Der Einblick in den schweizerischen Bankensektor beginnt mit der Beleuchtung der Schweizerischen Nationalbank im dritten Kapitel. Als fundamentale Grundlage wird im ersten Unterpunkt der Fokus auf die historische Entwicklung und auf den heutigen Stellenwert gerichtet. Im Anschluss werden die Organe, die Instrumentarien und abschließend die Geschäftsfelder dargelegt.
Das vierte Kapitel konzentriert sich auf die Schweizer Geschäftsbanken. Diesbezüglich wird im Unterpunkt 4.1 die beiden Schweizer Großbanken (die UBS AG und die Credit Suisse Group) beginnend dargestellt. Dazu wird in Kapitel 4.1.1 ein kurzer Blick auf die historischen Eckdaten und auf aktuelle prägnante Zahlen gegeben. Erweitert wird die Betrachtung durch das folgende Unterkapitel 4.1.2, indem dort die charakteristischen Geschäftsfelder vorgestellt werden.

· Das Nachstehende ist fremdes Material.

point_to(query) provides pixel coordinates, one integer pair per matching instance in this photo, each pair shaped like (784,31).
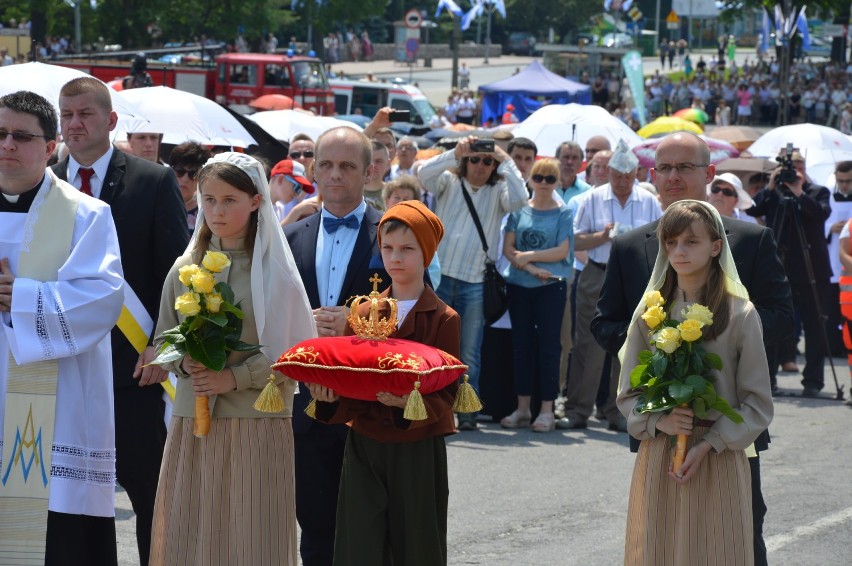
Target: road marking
(778,541)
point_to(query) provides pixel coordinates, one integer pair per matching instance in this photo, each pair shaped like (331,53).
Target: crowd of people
(579,239)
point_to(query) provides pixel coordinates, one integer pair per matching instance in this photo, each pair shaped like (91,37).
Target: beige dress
(228,498)
(707,521)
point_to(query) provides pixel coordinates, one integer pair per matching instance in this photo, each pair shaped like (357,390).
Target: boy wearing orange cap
(394,487)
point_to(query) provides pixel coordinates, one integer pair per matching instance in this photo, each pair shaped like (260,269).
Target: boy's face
(402,256)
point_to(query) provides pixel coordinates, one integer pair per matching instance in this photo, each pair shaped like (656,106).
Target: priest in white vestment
(61,292)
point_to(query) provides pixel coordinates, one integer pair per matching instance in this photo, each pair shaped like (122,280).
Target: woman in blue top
(539,243)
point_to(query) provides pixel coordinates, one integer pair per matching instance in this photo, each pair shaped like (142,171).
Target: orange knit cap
(427,227)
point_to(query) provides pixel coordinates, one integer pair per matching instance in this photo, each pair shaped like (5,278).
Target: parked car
(618,39)
(520,43)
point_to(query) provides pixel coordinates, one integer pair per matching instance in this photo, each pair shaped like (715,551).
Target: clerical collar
(21,202)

Das Kapitel 4.2 befasst sich mit den Schweizer Kantonalbanken. Nach der Darstellung des historischen Überblicks und des gegenwärtigen Stellenwerts im Kapitel 4.2.1, folgt die Offenlegung der Geschäftsaktivitäten.
Im Anschluss an den Erläuterungen zu den beiden wichtigsten Bankengruppen wird im Kapitel 4.3 die Aufmerksamkeit auf die übrigen Schweizer Banken gelegt. Beginnend werden die Regionalbanken und Sparkassen im Kapitel 4.3.1 abgebildet. Gefolgt werden diese durch die Privatbankiers im Kapitel 4.3.2. Eine Beschreibung über die Gruppe „Andere Banken“, hier insbesondere der ausländisch beherrschten Banken und der Raiffeisenbanken, schließt das Kapitel.
Die Arbeit endet mit einem Fazit und Ausblick. Dazu wird der Versuch einer Prognose über mögliche zukünftige Veränderungen des Schweizer Bankensektors aufgestellt.
Der Anhang zeigt weiterführende Kennzahlen und Diagramme aller Schweizer Bankengruppen.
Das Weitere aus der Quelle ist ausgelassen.